Kuambil kesempatan ini. Aku membalikkan badan dan berlari sekencang-kencangnya menuju mobil yang kutinggalkan. Segera kuputar kunci mobil dan mobil pun menyala. Lalu kutancap gas sedalam-dalamnya. Aku tak perduli lagi. Jantungku berdegub kencang betul. Mobil melaju serampangan. Aku tak tahu lagi mana arah yang benar. Segalanya begitu absurd di kepalaku. Bagaimana mungkin kejadian tadi benar-benar terjadi di depan mata kepalaku sendiri. Aku tak mungkin sudah gila kan, gara-gara pekerjaan yang kian bertambah dan bertumpuk.

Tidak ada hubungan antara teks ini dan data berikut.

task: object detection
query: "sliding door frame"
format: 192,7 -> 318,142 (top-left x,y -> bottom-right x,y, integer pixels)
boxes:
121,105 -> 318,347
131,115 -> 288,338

Mobil sudah melaju kencang sekali dan mungkin juga sudah jauh, tapi aku tak tahu sudah berada di mana ini. Lobang hitam yang mirip twigliht zone terbuka lagi, sebuah lobang seperti tadi. Aku keluar. Jalanan lengang.

*

Aku sampai rumah. Menggedor pintu yang kemudian dibukakan oleh istriku. Namun betapa terkejutnya aku ketika kulihat Tuan Gukguk ada di rumahku. Duduk bersantai dengan tersenyum. Apa yang ia lakukan?